Kamis, 23 OKTOBER 2025 • 16:50 WIB

Pentingnya Tindakan Pertama pada Serangan Jantung di Indonesia

Author

Pentingnya Tindakan Pertama pada Serangan Jantung di Indonesia

Serangan jantung adalah kondisi darurat yang memerlukan tindakan cepat dari orang di sekitarnya. Mengetahui langkah-langkah pertolongan pertama dapat menjadi penentu antara hidup dan mati.

Baca juga: Novak Djokovic Kembali Melaju ke Semifinal US Open 2025

Di Indonesia, kesadaran akan gejala dan tanda-tanda serangan jantung masih rendah. Oleh karena itu, penting untuk membahas langkah-langkah yang tepat untuk diambil dalam situasi kritis ini.

Memahami Gejala Serangan Jantung

Gejala serangan jantung bisa bervariasi, namun beberapa tanda umum sering muncul. Rasa nyeri di dada, sulit bernapas, dan keringat berlebih adalah beberapa indikator yang sering dilaporkan.

Seringkali, serangan jantung juga disertai rasa tidak nyaman di bagian tubuh lainnya, seperti lengan, punggung, leher, atau rahang. Mengenali tanda-tanda ini sangat penting agar tindakan cepat dapat diambil.

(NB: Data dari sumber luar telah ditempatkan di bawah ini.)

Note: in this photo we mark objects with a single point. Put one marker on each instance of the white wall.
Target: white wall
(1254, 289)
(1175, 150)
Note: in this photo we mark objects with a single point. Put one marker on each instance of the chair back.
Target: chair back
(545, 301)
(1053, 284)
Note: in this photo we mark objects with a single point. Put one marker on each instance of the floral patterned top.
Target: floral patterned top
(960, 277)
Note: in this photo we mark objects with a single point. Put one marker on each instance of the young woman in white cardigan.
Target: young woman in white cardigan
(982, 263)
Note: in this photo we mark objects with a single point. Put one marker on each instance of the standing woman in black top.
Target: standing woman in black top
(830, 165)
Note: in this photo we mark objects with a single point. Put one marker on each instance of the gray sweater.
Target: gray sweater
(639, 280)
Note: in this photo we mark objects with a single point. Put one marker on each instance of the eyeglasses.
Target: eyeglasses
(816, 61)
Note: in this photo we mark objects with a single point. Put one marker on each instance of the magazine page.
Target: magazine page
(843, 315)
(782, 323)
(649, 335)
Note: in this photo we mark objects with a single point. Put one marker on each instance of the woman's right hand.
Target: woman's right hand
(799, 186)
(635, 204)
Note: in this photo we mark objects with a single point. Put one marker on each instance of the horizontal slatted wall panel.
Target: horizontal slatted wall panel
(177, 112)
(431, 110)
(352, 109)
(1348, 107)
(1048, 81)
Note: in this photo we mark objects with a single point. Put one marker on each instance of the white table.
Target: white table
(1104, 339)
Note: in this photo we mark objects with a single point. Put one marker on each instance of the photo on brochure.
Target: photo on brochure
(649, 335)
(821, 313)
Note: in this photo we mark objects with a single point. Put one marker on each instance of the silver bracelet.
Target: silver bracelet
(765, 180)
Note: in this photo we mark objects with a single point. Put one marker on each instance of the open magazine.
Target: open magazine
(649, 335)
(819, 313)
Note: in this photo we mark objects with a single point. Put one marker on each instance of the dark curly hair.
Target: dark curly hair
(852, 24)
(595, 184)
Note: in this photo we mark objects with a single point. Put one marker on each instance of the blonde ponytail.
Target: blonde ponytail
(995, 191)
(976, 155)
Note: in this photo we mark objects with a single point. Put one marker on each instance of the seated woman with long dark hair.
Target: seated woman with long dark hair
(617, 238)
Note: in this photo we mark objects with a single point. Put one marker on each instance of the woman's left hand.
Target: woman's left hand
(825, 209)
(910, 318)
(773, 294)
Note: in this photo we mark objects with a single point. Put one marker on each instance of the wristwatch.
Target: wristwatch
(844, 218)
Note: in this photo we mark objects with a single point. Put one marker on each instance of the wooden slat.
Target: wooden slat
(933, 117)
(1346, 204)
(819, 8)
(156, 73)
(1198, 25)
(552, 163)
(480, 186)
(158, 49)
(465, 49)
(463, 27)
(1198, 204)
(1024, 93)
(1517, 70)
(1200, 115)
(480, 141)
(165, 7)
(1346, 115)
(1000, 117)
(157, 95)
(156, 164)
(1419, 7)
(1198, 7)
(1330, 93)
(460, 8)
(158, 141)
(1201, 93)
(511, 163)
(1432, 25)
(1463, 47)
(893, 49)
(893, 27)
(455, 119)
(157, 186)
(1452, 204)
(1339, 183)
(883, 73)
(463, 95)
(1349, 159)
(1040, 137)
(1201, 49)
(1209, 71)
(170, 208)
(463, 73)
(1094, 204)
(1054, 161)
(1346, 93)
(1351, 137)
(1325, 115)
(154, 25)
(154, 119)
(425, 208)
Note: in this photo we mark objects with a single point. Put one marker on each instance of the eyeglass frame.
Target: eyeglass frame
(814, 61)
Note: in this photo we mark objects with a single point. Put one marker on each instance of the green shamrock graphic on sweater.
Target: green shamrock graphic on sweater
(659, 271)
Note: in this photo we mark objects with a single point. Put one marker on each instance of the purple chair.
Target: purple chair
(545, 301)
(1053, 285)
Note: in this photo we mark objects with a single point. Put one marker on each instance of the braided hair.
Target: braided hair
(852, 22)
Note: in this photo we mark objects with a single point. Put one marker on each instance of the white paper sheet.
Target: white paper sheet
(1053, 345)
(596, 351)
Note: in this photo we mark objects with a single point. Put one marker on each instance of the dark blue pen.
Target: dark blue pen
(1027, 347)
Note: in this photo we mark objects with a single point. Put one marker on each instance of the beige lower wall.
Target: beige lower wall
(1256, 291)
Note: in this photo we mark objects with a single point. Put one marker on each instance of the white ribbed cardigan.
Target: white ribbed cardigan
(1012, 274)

Masyarakat perlu lebih sadar akan gejala ini, terutama pria dan wanita di atas usia 40 tahun. Menjaga kesehatan jantung melalui gaya hidup sehat dapat membantu mengurangi risiko serangan jantung.

Baca juga: Gubernur DKI Jakarta Cabut Instruksi WFH untuk ASN, Sarankan Gunakan Transportasi Umum

Langkah Pertolongan Pertama

Jika seseorang mengalami tanda-tanda serangan jantung, hal pertama yang harus dilakukan adalah segera memanggil bantuan medis. Namun, ada beberapa langkah yang bisa diambil sambil menunggu bantuan datang.

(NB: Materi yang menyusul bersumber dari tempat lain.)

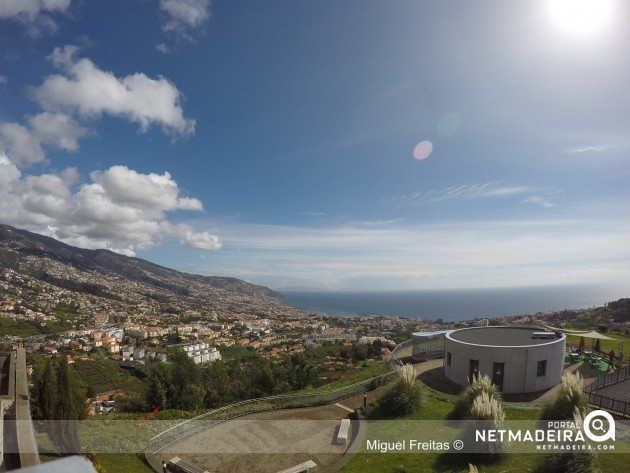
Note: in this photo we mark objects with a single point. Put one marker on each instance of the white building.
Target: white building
(517, 359)
(202, 352)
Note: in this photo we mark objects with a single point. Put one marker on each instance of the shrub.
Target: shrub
(569, 398)
(479, 385)
(402, 399)
(570, 461)
(486, 412)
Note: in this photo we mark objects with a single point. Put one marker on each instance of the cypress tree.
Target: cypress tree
(67, 412)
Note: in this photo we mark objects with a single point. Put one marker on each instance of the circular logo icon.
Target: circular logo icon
(595, 427)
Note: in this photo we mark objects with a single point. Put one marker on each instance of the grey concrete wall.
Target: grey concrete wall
(27, 446)
(520, 370)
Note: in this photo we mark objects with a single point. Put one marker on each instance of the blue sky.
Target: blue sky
(287, 143)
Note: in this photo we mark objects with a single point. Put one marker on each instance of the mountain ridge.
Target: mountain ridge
(121, 278)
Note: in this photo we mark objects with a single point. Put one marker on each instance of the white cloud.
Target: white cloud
(417, 256)
(538, 200)
(201, 240)
(19, 143)
(91, 92)
(492, 189)
(121, 209)
(33, 13)
(24, 145)
(128, 187)
(57, 129)
(184, 15)
(163, 48)
(592, 149)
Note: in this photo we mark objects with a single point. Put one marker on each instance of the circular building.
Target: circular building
(517, 359)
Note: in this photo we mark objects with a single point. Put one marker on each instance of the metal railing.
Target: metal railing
(398, 350)
(608, 379)
(288, 401)
(610, 404)
(285, 401)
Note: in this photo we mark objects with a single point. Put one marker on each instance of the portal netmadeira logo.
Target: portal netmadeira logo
(595, 432)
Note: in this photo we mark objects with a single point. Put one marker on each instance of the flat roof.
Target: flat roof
(501, 336)
(430, 334)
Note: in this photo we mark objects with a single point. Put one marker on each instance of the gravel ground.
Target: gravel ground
(268, 442)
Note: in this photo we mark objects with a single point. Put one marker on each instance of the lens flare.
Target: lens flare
(422, 150)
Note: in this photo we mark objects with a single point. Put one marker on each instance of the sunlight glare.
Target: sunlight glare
(580, 16)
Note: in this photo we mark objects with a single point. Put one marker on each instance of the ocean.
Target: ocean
(455, 304)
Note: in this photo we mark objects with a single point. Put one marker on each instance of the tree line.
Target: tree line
(184, 385)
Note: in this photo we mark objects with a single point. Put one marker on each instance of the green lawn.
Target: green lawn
(604, 345)
(122, 462)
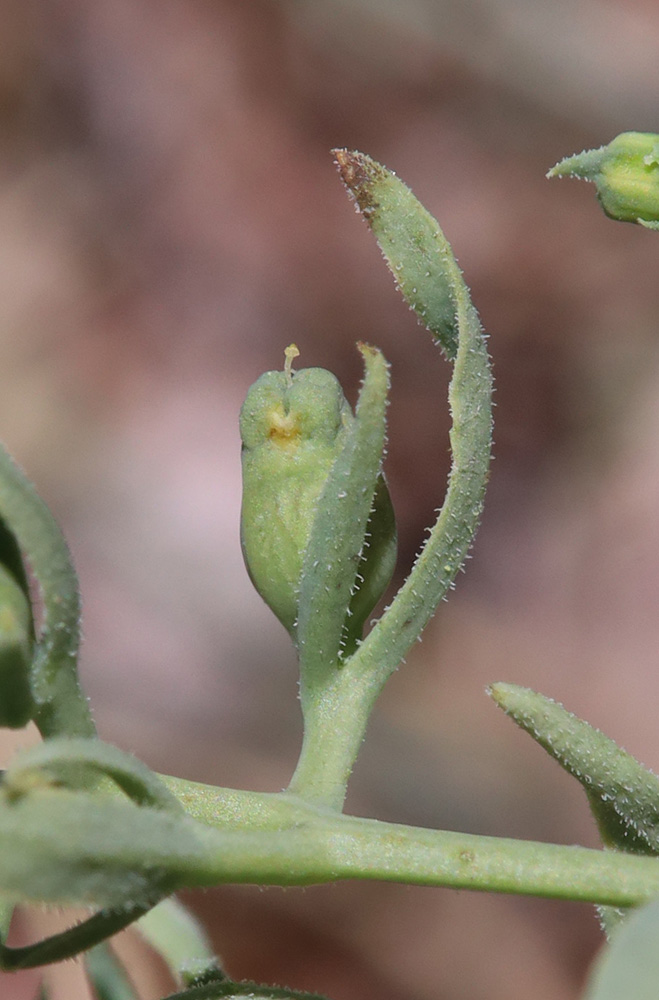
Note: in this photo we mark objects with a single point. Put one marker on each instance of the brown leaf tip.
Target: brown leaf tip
(360, 174)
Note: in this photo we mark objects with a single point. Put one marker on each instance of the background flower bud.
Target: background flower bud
(625, 173)
(293, 426)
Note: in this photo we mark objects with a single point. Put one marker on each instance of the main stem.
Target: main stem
(279, 840)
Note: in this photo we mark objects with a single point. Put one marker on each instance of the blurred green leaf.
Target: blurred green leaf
(628, 967)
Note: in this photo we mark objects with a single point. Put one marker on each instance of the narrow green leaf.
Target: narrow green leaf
(16, 702)
(337, 536)
(62, 708)
(252, 991)
(623, 795)
(179, 938)
(73, 762)
(107, 975)
(628, 967)
(431, 282)
(71, 942)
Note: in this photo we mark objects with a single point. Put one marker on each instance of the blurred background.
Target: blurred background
(170, 219)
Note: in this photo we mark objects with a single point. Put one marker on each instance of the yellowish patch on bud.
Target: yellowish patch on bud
(284, 428)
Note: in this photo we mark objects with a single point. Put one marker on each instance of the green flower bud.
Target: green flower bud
(625, 173)
(293, 426)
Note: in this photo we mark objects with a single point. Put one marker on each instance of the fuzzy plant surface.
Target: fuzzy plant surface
(83, 822)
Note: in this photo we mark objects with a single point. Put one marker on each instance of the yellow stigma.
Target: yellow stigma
(290, 353)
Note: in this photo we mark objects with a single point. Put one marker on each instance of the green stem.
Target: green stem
(334, 727)
(319, 846)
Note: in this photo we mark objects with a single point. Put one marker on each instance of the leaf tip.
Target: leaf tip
(360, 174)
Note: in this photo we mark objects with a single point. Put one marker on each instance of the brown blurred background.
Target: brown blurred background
(170, 220)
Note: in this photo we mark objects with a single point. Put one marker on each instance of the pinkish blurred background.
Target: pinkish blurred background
(170, 220)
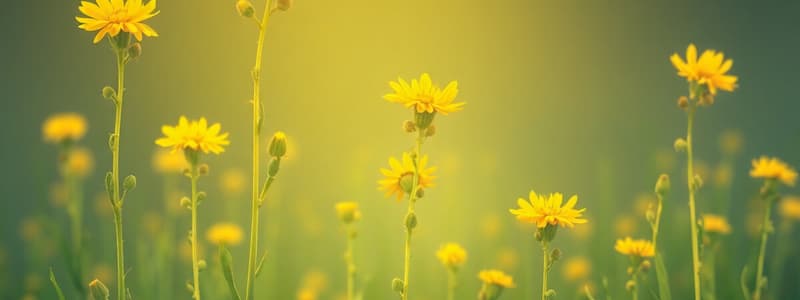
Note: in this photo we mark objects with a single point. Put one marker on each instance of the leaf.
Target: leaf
(227, 270)
(55, 285)
(663, 278)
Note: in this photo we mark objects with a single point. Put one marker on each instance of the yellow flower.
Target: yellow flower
(452, 255)
(547, 210)
(399, 180)
(194, 135)
(64, 127)
(496, 277)
(166, 161)
(708, 70)
(789, 208)
(225, 234)
(424, 96)
(716, 224)
(348, 211)
(112, 16)
(638, 248)
(773, 168)
(79, 162)
(577, 268)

Pertama, dorong korban untuk duduk atau berbaring dengan posisi nyaman. Ini dapat membantu mengurangi beban kerja jantung.

Dalam beberapa kasus, pemberian aspirin bisa membantu. Aspirin dapat mengencerkan darah dan mempermudah aliran darah ke jantung, tetapi pastikan korban tidak alergi terhadap obat tersebut.

Pentingnya CPR dan Defibrillator

Jika korban mengalami kehilangan kesadaran dan tidak bernapas, langkah selanjutnya adalah melakukan CPR. Teknik ini sangat penting untuk menjaga aliran darah hingga bantuan medis tiba.

Pendekatan CPR yang benar melibatkan kompresi dada yang kuat dan cepat. Ini bertujuan untuk mengalirkan darah ke otak dan organ vital lainnya.

Defibrillator eksternal otomatis (AED) juga sangat berguna dalam situasi darurat. Alat ini bisa membantu mengembalikan irama jantung yang normal dengan memberikan kejutan listrik.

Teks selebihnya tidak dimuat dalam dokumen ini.